New forensic DNA profiling technique on the horizon

A study recently conducted at the Circular Dichroism beamline (B23) here at Diamond Light Source could pave the way to a new forensic DNA profiling technique. Researchers hailing from the Ivanovo State University of Chemistry and Technology, Russia, The University of Southampton and Diamond investigated the application of specially designed DNA building blocks.

DNA is a versatile template that can be used for a variety of applications. It is made up of building blocks known as nucleotides (labelled A, C, G and T) which form long strands that bind to complementary sequences and give the familiar double helix. The nucleotides can be tailor made to build new functional molecules for biotechnology, analytics, or even materials science. 


Porphyrin-modified nucleotides in particular drew the attention of the scientists of this study as porphyrin strongly absorbs light; this molecule is derived from the natural haem and is also related to chlorophyll. They explored the properties of a zinc porphyrin 2’-deoxyuridine building block (ZnTPP-dU), but also cleverly designed a new porphyrin-derivative based on magnesium(II) 5,10,15,20-tetraaza porphine (porphyrazine, MgTAP-dU).

Both nucleosides were tested for their ability to bind to DNA, and their optical properties were analysed using spectroscopic techniques, including circular dichroism at B23. They found that the novel porphyrazine was highly fluorescent when bound to DNA, and decided to test its ability to detect forensically relevant short sections of DNA. They noted that its fluorescence was significantly increased in the presence of neighbouring nucleosides known as adenosine (A).

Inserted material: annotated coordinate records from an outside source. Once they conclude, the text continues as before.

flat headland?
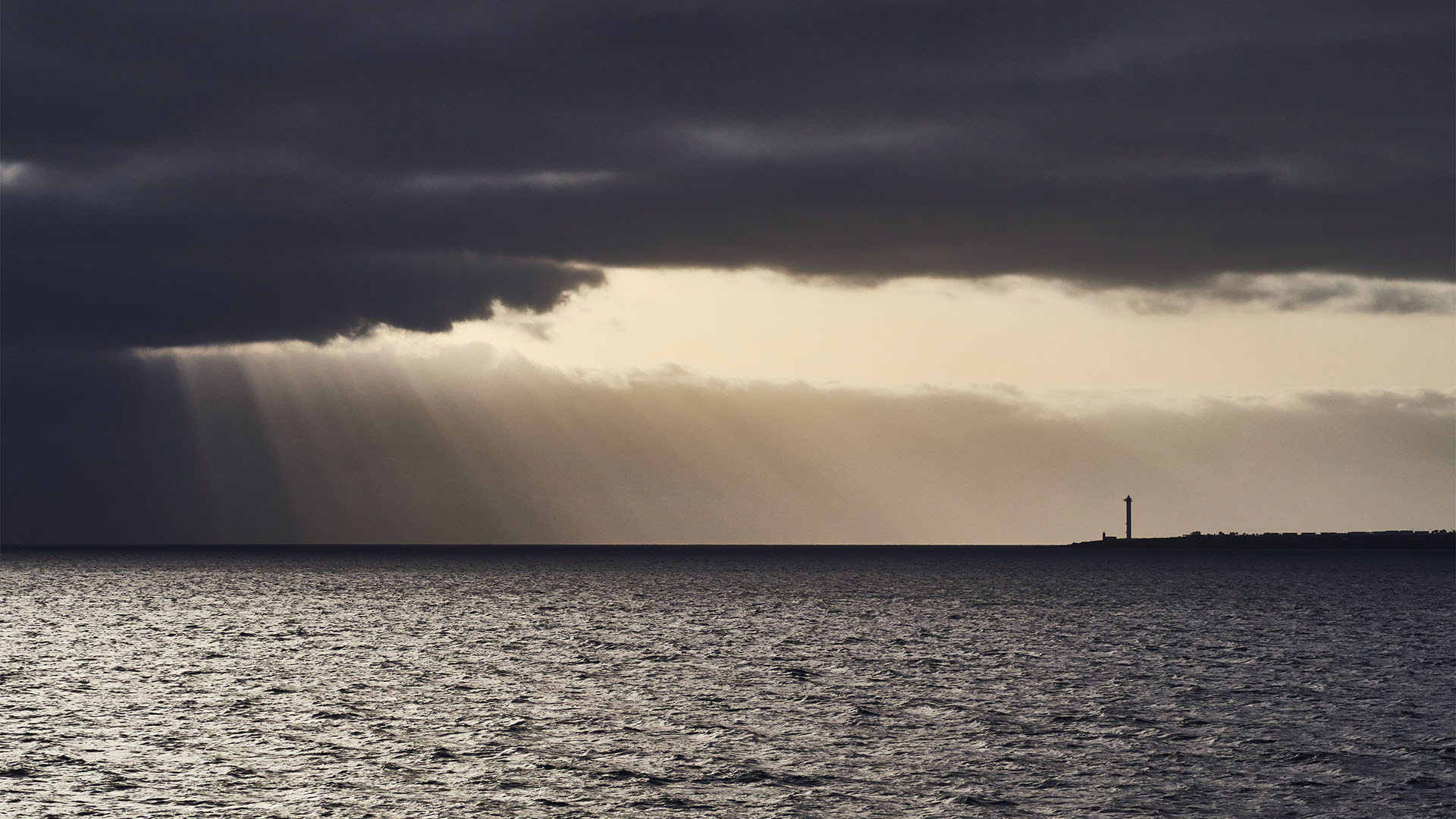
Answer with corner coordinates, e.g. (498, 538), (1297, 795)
(1067, 529), (1456, 549)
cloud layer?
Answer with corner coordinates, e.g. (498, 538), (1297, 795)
(0, 348), (1456, 544)
(0, 0), (1456, 347)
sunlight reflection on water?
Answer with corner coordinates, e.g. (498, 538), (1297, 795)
(0, 551), (1456, 817)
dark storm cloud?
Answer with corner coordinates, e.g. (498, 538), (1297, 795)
(0, 0), (1456, 345)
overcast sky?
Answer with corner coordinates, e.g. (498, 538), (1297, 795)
(0, 0), (1456, 542)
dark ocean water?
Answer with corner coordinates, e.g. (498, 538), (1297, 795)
(0, 549), (1456, 817)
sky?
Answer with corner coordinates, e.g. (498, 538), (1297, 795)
(0, 0), (1456, 544)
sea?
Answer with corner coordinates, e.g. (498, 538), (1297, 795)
(0, 547), (1456, 819)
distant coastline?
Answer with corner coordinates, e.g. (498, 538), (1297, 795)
(0, 529), (1456, 560)
(1065, 529), (1456, 549)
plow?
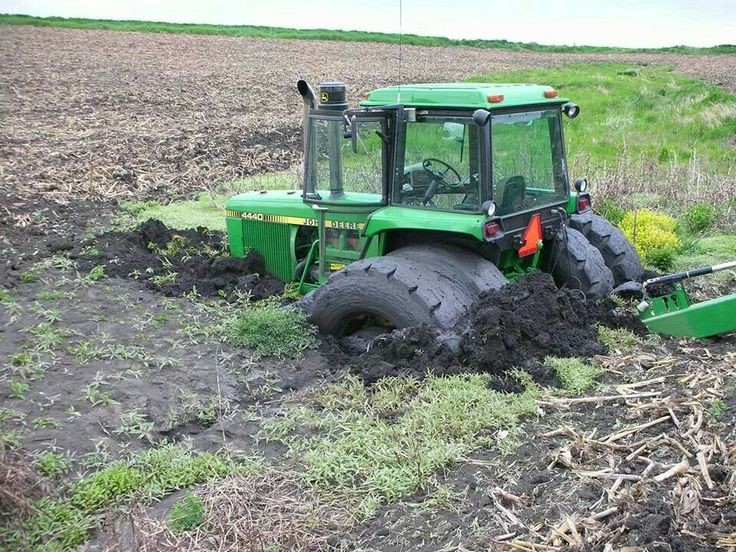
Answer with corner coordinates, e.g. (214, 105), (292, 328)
(226, 80), (736, 338)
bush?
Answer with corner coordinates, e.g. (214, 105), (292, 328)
(230, 303), (317, 358)
(682, 203), (718, 233)
(618, 209), (681, 270)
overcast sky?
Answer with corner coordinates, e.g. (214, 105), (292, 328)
(0, 0), (736, 47)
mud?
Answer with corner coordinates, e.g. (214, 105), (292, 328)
(69, 219), (284, 299)
(339, 272), (646, 384)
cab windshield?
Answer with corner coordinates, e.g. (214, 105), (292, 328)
(393, 116), (480, 211)
(491, 109), (567, 215)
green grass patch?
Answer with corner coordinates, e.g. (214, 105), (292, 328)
(264, 374), (539, 518)
(115, 171), (300, 232)
(674, 234), (736, 270)
(470, 63), (736, 167)
(0, 444), (261, 550)
(229, 302), (317, 358)
(598, 326), (640, 353)
(169, 492), (204, 533)
(0, 14), (736, 54)
(544, 357), (603, 395)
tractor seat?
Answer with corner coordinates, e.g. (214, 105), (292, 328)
(496, 175), (526, 215)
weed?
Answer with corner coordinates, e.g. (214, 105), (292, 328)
(544, 357), (602, 395)
(0, 407), (26, 422)
(708, 399), (728, 419)
(598, 326), (640, 353)
(0, 429), (26, 451)
(229, 304), (317, 358)
(682, 203), (718, 234)
(169, 492), (204, 533)
(32, 416), (59, 429)
(33, 450), (71, 479)
(37, 289), (75, 301)
(10, 379), (31, 400)
(6, 444), (261, 550)
(263, 374), (539, 516)
(115, 410), (153, 442)
(84, 265), (107, 285)
(29, 321), (69, 351)
(20, 269), (41, 284)
(0, 286), (13, 303)
(149, 271), (179, 287)
(86, 381), (117, 406)
(595, 199), (626, 225)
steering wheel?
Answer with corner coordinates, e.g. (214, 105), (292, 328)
(422, 157), (463, 204)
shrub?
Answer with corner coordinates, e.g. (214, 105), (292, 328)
(682, 203), (718, 233)
(230, 303), (317, 358)
(619, 209), (680, 270)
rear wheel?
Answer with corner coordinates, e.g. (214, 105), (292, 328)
(303, 245), (507, 335)
(570, 213), (644, 286)
(548, 228), (613, 299)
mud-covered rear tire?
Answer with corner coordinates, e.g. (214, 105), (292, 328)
(302, 245), (507, 335)
(547, 228), (613, 299)
(570, 213), (644, 286)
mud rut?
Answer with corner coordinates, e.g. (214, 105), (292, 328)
(0, 27), (736, 551)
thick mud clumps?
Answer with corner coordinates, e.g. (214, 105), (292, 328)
(348, 272), (643, 384)
(70, 219), (284, 299)
(460, 272), (605, 372)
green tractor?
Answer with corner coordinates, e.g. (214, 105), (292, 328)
(226, 81), (644, 334)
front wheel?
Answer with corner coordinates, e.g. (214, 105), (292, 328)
(547, 227), (613, 299)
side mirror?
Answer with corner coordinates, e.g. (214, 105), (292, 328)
(473, 109), (491, 127)
(342, 113), (358, 153)
(562, 102), (580, 119)
(573, 178), (588, 193)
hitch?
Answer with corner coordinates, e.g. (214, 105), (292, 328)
(637, 261), (736, 338)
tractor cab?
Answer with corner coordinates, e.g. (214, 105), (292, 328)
(227, 81), (589, 293)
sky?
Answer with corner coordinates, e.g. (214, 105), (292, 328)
(0, 0), (736, 47)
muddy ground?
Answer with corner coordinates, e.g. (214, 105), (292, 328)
(0, 26), (736, 209)
(0, 27), (736, 552)
(0, 221), (736, 551)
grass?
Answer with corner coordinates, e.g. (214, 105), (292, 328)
(470, 63), (736, 169)
(0, 444), (261, 550)
(544, 357), (603, 395)
(229, 302), (317, 358)
(267, 374), (539, 518)
(0, 14), (736, 54)
(169, 492), (204, 533)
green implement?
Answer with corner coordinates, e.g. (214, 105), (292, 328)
(638, 261), (736, 338)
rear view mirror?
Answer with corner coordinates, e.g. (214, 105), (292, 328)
(473, 109), (491, 127)
(342, 113), (358, 153)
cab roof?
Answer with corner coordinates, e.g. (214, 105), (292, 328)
(360, 82), (567, 109)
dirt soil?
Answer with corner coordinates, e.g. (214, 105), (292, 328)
(344, 272), (646, 386)
(0, 27), (736, 552)
(348, 334), (736, 552)
(0, 26), (736, 208)
(72, 219), (284, 300)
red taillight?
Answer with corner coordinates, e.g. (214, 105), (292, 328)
(578, 195), (590, 213)
(483, 222), (501, 239)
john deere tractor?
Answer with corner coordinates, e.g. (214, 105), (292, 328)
(226, 81), (643, 334)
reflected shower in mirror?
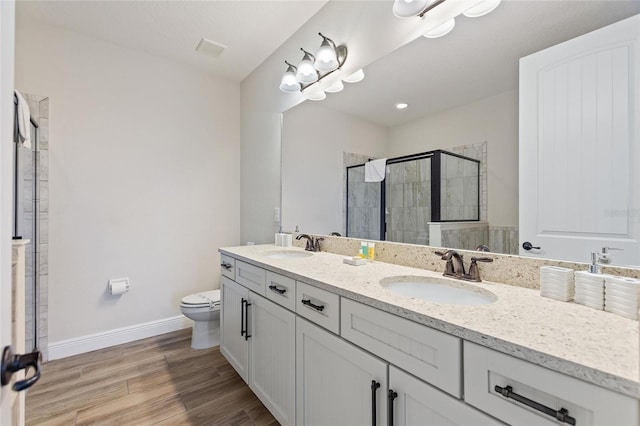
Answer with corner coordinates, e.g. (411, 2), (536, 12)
(282, 0), (640, 266)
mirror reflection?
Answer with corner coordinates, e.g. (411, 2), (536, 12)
(282, 1), (640, 261)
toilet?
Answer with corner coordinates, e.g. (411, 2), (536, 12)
(180, 290), (220, 349)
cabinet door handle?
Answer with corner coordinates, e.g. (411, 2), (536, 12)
(269, 285), (287, 295)
(494, 385), (576, 426)
(387, 389), (398, 426)
(302, 299), (324, 312)
(371, 380), (380, 426)
(244, 300), (251, 340)
(240, 297), (247, 340)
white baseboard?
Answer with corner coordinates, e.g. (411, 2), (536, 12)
(47, 315), (193, 361)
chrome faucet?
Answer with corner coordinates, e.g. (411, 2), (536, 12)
(436, 250), (466, 278)
(435, 250), (493, 282)
(296, 234), (324, 251)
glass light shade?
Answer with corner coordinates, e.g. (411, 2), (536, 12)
(324, 80), (344, 93)
(296, 53), (318, 84)
(424, 18), (456, 38)
(314, 38), (338, 72)
(393, 0), (436, 18)
(462, 0), (502, 18)
(309, 90), (327, 101)
(280, 67), (300, 93)
(343, 68), (364, 83)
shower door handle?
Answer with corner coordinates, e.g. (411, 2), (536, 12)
(0, 346), (42, 392)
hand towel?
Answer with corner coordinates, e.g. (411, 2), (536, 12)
(364, 158), (387, 182)
(15, 90), (31, 149)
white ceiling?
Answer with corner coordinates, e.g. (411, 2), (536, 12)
(319, 0), (640, 126)
(16, 0), (327, 81)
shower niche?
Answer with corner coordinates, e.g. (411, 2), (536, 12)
(346, 150), (488, 249)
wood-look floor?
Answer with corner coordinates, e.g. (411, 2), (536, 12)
(26, 329), (278, 426)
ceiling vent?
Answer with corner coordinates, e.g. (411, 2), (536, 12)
(196, 37), (227, 58)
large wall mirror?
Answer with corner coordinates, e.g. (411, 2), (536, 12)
(282, 0), (640, 261)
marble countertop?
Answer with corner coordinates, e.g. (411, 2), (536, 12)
(220, 245), (640, 398)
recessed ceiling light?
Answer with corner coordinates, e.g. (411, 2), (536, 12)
(196, 37), (227, 58)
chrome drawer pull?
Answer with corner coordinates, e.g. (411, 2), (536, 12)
(302, 299), (324, 312)
(269, 285), (287, 295)
(494, 385), (576, 425)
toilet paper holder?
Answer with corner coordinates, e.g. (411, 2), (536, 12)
(109, 278), (129, 296)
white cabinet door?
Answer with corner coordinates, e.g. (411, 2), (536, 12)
(387, 366), (501, 426)
(220, 277), (249, 382)
(249, 293), (296, 425)
(296, 317), (387, 426)
(519, 15), (640, 265)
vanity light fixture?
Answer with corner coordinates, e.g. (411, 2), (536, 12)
(462, 0), (502, 18)
(324, 80), (344, 93)
(280, 33), (347, 94)
(296, 48), (319, 84)
(309, 90), (327, 101)
(280, 61), (300, 93)
(393, 0), (444, 18)
(423, 18), (456, 38)
(393, 0), (502, 38)
(342, 68), (364, 83)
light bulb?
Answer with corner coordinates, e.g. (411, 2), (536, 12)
(314, 37), (338, 72)
(280, 65), (300, 93)
(324, 80), (344, 93)
(296, 52), (318, 84)
(462, 0), (502, 18)
(309, 90), (327, 101)
(424, 18), (456, 38)
(393, 0), (436, 18)
(343, 68), (364, 83)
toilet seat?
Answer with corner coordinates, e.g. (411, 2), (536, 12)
(180, 290), (220, 310)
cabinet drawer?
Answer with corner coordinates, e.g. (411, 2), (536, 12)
(296, 281), (340, 334)
(220, 254), (236, 281)
(340, 297), (462, 398)
(464, 342), (640, 426)
(236, 260), (267, 296)
(265, 271), (296, 312)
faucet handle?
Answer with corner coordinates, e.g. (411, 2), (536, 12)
(466, 257), (493, 283)
(471, 257), (493, 263)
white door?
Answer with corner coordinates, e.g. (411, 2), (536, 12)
(249, 293), (296, 425)
(220, 276), (249, 383)
(387, 365), (501, 426)
(519, 15), (640, 265)
(296, 317), (388, 426)
(0, 1), (17, 425)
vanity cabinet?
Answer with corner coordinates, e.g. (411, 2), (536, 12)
(387, 365), (502, 426)
(464, 342), (640, 426)
(220, 276), (249, 383)
(296, 317), (388, 426)
(220, 272), (295, 425)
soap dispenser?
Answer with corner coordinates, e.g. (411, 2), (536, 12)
(589, 251), (600, 274)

The stepwise increase in fluorescence upon increasing the number of nearby adenosines could predict the length of a section of DNA, and this makes porphyrazine highly suitable for the analysis of DNA sequences that contain multiple repeats of nucleotides. In fact, the team demonstrated that porphyrazine could quantify short tandem repeat sequences in short sections of DNA, which are used in DNA analysis of related organisms. This technique forms the basis of forensic DNA profiling to identify individuals based on their genetic material.

This new approach could see the development of other nucleosides bearing different fluorescent components to fully profile DNA.